In 1970, Beattie—founding coach of the U.S. Ski Team, Alpine World Cup pioneer, and well-known sports commentator—launched the World Pro Ski Tour, which featured athletes racing head to head. Sabich won his titles in 1971 and 1972.
Looking to rectify the Hall of Fame oversight, Bob Beattie Ski Foundation Chairman Mike Hundert launched a campaign to nominate and induct Sabich; he found the effort surprisingly easy. “It was a no-brainer as soon as people realized one of the most important characters in the history of American ski racing was not in the sport’s Hall of Fame,” says Hundert, the director and voice of the World Pro Ski Tour from 1977 to 1981. “Of course he was voted in.”

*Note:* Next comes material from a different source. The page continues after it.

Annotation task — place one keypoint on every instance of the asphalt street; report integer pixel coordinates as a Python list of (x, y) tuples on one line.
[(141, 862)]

The foundation started working with Vail’s EEF 4K Productions on a video to accompany the induction. However, when the pandemic canceled the 2020 ceremony and the tributes to Sabich from his peers and the people he inspired kept rolling in, the foundation knew it had something more on its hands.
“It was phenomenal,” says Cooper. “We just looked at each other and were like, ‘This needs to be more than a Hall of Fame video. It’s worthy of a documentary.’”
The production team edited down more than 60 hours of interviews to create a portrait of not just an influential skier but an ambassador for the sport who appealed to a wider public—Sabich had appeared on the cover of GQ and is said to have inspired Robert Redford’s character in the 1969 film Downhill Racer.
“When I was in my teens, the ski club would train after school at Tiehack, and Spider would also train there, and he’d ask us to race to sharpen up for the next event,” says Mark Tache, a former U.S. Ski Team member who grew up in Aspen. “He’d whoop us, but he allowed us into his circle. We learned so much about being a pro from watching him and how he carried himself both on and off the hill. He was such a role model.”